Be the architect, let the construction workers do the building. (And don't get me started, I know some workers are just plain bad at their jobs. But bad workmanship is good enough for the buildings you work in, live in, and frequent in the real world. It's probably good enough for your programming projects.)

svara 5 days ago | parent | prev [-]

From the way you describe it, our process does not sound that different, except that this

> If AI were a thing that could reliably pluck the abstract ideas from my head and turn them into the corresponding lines of code, i.e. automate the "line by line" part, I would use it enthusiastically. It is not.

... is exactly how this often works for me.
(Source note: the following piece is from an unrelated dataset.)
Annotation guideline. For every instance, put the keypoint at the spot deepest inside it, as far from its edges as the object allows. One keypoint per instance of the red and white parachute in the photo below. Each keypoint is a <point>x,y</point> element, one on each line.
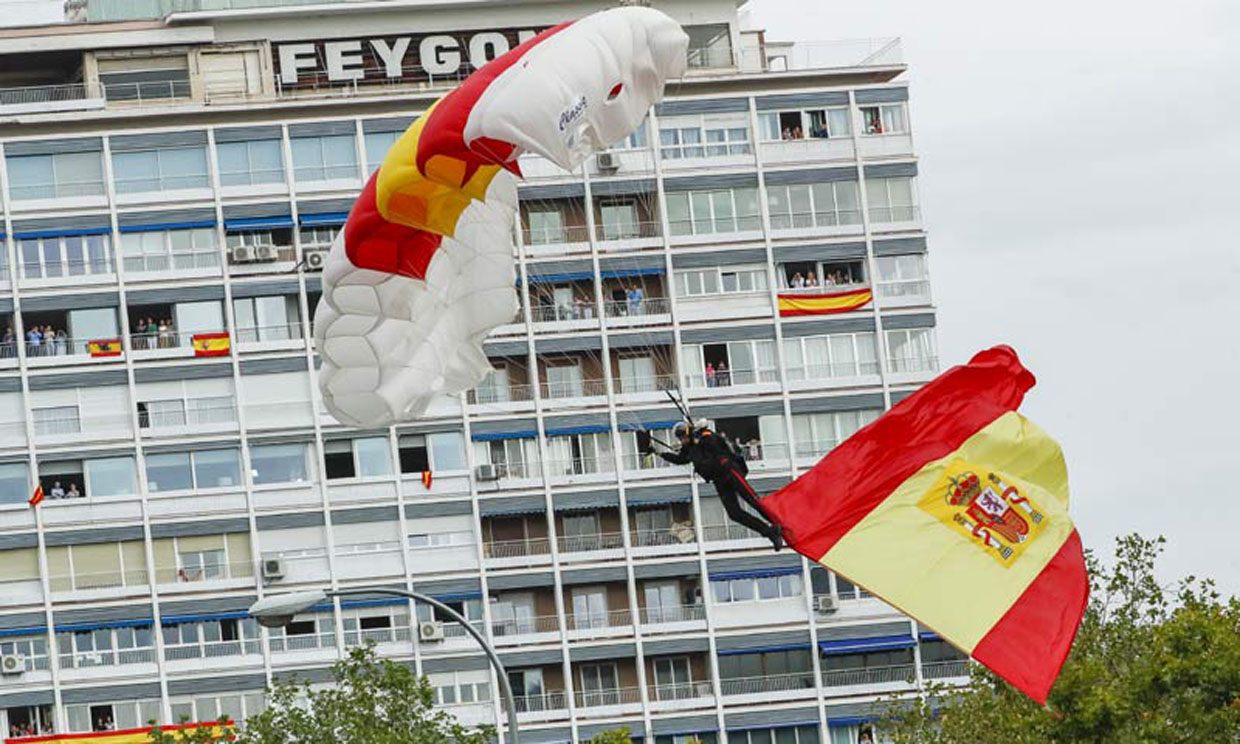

If you don't get any value out of this at all, and have worked with SOTA tools, we must simply be working in very different problem domains.

That said I have used this workflow successfully in many different problem domains, from simple CRUD style apps to advanced data processing.

Two recent examples to make it more concrete:

1) Write a function with parameter deckName that uses AnkiConnect to return a list of dataclasses with fields (...) representing all cards in the deck.

Here, it one-shots it perfectly and saves me a lot of time sifting through crufty, incomplete docs.

2) Implement a function that does resampling with trilinear interpolation on 3d instance segmentation. Input is a jnp array and resampling factor, output is another array. Write it in Jax. Ensure that no new instance IDs are created by resampling, i.e. the trilinear weights are used for weighted voting between instance IDs on each output voxel.

This one I actually worked out on paper first, but it was my first time using Jax and I didn't know the API and many of the parallelization tricks yet. The LLM output was close, but too complex.

I worked through it line by line to verify it, and ended up learning a lot about how to parallelize things like this on the GPU.

At the end of the day it came out better than I could have done it myself because of all the tricks it has memorized and because I didn't have to waste time looking up trivial details, which causes a lot of friction for me with this type of coding.